What can I do to reduce memory consumption by GCS uploads? any configurations? I could not find any.
It turns out that we can configure various properties to control how our files get uploaded to GCS. It boils down to reducing the buffer size that is used during uploads and also the number of concurrent file uploads that we do. I used the following configurations for my application and it worked. Not getting java heap exceptions now.
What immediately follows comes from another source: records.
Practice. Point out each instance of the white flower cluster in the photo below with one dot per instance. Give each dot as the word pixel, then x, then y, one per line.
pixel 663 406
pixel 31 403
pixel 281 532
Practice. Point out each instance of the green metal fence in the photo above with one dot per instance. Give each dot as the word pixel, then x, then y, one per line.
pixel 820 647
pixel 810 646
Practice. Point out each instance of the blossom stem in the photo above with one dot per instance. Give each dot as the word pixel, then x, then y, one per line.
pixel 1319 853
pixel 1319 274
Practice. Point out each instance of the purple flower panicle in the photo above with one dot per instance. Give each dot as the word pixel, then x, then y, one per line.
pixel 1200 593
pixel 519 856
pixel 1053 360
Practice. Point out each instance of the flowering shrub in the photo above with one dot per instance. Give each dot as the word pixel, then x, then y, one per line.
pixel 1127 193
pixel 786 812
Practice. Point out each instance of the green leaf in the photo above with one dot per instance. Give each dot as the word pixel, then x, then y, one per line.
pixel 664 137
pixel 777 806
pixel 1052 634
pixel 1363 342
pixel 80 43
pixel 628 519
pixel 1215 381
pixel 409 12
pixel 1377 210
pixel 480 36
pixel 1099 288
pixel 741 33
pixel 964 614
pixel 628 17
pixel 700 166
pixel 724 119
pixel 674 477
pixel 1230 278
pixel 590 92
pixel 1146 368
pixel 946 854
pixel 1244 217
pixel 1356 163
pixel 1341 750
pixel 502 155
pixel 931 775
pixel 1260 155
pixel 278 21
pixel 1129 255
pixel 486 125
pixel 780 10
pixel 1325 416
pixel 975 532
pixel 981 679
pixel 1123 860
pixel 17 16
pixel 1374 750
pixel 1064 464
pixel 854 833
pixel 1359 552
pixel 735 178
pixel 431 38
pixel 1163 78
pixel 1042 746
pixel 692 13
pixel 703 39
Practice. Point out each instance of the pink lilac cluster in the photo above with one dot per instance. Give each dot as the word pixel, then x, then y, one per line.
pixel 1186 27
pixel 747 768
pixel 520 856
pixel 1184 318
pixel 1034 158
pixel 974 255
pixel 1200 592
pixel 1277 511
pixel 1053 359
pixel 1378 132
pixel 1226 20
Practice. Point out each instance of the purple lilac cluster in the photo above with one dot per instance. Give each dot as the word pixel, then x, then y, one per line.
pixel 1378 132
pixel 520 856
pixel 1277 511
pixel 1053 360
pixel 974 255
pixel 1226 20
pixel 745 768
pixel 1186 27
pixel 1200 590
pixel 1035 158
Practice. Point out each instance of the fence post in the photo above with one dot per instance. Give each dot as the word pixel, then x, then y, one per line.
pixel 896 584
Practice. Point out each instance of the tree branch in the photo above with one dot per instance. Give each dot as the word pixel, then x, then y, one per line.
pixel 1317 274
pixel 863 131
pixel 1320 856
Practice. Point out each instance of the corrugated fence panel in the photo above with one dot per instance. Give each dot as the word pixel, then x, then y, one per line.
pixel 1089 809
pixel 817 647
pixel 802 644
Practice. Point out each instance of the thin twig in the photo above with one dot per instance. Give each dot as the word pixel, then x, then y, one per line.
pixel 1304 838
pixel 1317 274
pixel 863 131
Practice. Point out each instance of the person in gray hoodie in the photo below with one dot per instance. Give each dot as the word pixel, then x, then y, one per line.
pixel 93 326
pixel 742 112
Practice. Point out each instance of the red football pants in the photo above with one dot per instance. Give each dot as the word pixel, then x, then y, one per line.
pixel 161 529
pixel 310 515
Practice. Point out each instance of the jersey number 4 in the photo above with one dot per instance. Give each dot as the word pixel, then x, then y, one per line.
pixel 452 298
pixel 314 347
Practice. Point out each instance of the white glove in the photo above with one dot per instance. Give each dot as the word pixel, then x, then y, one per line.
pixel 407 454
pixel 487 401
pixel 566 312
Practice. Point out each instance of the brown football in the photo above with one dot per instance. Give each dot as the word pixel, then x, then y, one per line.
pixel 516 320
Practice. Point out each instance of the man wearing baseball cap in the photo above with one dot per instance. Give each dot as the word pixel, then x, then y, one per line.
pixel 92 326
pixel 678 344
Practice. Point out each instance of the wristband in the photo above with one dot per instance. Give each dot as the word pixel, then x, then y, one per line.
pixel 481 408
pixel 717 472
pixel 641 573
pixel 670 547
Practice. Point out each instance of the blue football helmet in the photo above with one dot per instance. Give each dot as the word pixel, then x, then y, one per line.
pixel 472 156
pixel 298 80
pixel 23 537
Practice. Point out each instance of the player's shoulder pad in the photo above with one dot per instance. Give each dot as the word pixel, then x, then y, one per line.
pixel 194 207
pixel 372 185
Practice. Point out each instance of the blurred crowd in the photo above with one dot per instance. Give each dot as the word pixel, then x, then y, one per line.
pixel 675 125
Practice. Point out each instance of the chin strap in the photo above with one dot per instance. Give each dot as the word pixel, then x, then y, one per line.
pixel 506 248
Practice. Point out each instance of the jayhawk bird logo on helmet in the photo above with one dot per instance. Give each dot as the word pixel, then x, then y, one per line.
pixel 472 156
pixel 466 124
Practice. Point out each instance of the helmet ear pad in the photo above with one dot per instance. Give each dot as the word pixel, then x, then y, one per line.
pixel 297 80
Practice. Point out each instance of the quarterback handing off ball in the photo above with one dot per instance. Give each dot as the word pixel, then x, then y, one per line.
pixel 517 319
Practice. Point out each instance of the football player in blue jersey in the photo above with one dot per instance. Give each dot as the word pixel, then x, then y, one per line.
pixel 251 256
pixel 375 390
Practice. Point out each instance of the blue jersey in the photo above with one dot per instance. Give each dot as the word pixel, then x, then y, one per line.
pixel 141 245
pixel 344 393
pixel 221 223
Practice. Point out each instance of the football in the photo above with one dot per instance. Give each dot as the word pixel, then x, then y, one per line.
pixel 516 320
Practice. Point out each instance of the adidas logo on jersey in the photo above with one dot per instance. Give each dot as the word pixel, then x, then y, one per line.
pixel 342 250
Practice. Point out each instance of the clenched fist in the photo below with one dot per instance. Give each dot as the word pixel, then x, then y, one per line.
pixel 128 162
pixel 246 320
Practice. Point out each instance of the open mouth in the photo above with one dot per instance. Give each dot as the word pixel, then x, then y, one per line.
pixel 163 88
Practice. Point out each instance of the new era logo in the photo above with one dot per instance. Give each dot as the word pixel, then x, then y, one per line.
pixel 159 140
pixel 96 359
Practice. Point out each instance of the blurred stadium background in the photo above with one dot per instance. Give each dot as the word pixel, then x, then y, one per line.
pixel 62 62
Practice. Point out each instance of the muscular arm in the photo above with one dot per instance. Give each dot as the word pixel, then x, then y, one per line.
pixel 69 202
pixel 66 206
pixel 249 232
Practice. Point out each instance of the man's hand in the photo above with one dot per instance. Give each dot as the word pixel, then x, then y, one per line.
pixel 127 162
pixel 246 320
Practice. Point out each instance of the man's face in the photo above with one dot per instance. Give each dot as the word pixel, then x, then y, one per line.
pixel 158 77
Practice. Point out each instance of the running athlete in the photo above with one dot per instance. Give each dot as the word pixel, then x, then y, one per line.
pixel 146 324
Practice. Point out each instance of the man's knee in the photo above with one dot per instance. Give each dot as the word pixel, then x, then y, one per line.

conf.set("fs.gs.outputstream.upload.buffer.size", "262144");
conf.set("fs.gs.outputstream.upload.chunk.size", "1048576");
conf.set("fs.gs.outputstream.upload.max.active.requests", "4");
Here conf is an instance of org.apache.hadoop.conf.Configuration. You can try with different values that suits your application. Cheers!